Piledriver is an evolved x86 architecture that uses the modular shared resource design of Bulldozer, with much higher IPC compared to Stars architecture. VLIW4 stream processors ensure higher performance per square millimeter die area. Trinity will be available for notebooks as "Comal" and "Virgo" for desktops. They will be branded in the A-Series. AMD expects a 2012 market entry for the two.

Intel updated its product offer to OEMs with a new low-cost ultra-low voltage (ULV) processor, the Intel Celeron M 857. The chip is designed for use in ultra-portable notebooks. Built on the 32 nm processor node, this dual-core chip is clocked at 1.20 GHz, lacks HyperThreading, has 2 MB of shared L3 cache, dual-channel DDR3 IMC, and embedded graphics.

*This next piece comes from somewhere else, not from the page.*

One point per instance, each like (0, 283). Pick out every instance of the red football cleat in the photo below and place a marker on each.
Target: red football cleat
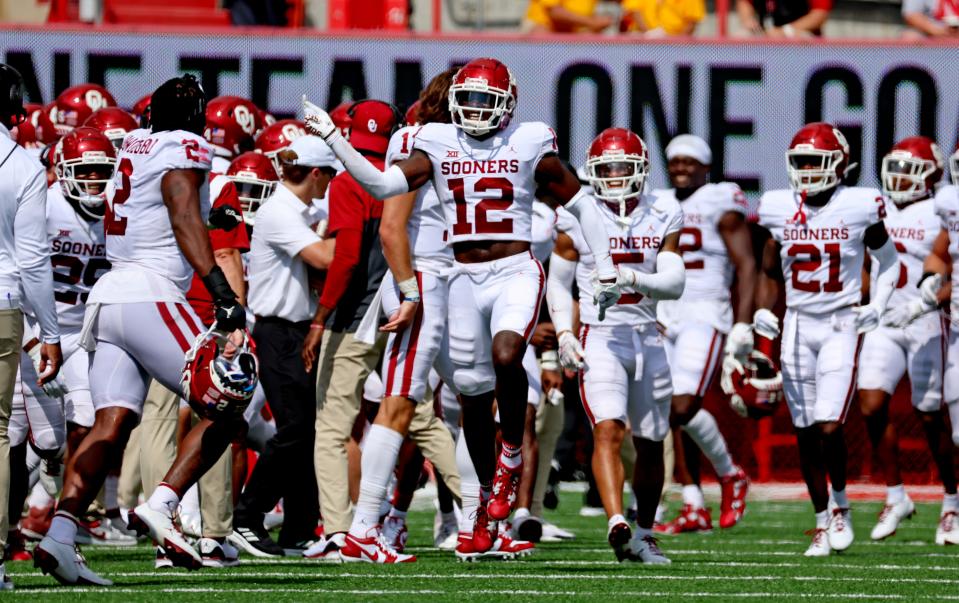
(505, 485)
(733, 505)
(689, 520)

The chip has a TDP of just 17W. Celeron M 857 has the same channel price as Celeron M 847, $134, which it displaces.

As reported last week, Intel released its new Core i7-980 six-core processor to the retail channel. The new chip is priced at US $583 in 1000-unit tray quantities, displacing the Core i7-970 from this exact price point it previously held. It is expected that the i7-970 could eventually become cheaper while the platform is still in the market. The Core i7-980 is a socket LGA1366 six-core processor based on the 32 nm "Westmere" silicon. It is clocked at 3.33 GHz, with Turbo Boost speeds of up to 3.60 GHz. Unlike the Core i7-980X Extreme Edition, this chip has an upwards locked BClk multiplier, and its QPI link runs at 4.80 GT/s instead of 6.40 GT/s on the 980X Extreme Edition. As a trade off, the new chip is a little over half the price of the 980X Extreme Edition, which retailed for around US $999.

One of AMD's design goals for its Fusion architecture must have been its application in mobile processors, where AMD isn't the brightest in terms of energy efficiency. The company's fastest product for the notebook platform is based on the Llano silicon, will release in 2011, and is a quad-core APU. Enter the AMD A8-3530MX.

Built on the 32 nm process with FS1 package, the A8-3530MX is an accelerated processing unit (APU), it combines a quad-core processor with a powerful GPU and northbridge component. With a default clock speed of 1.90 GHz and TurboCore speed of 2.60 GHz, the A8-3530MX packs 4 MB of L2 cache, and a dual-channel DDR3-1600 MHz memory controller, that also supports DDR3L-1333 MHz.

The GPU component is the DirectX 11 compliant AMD Radeon HD 6620G, with 400 stream processors, and engine clock speed of 444 MHz. To drive it, the northbridge component is entirely integrated into the APU, which packs a PCI-Express 2.0 hub to support discrete graphics. Despite so much machinery, the top-of-the-line chip maintains a TDP of 45W (common for notebook quad-core chips).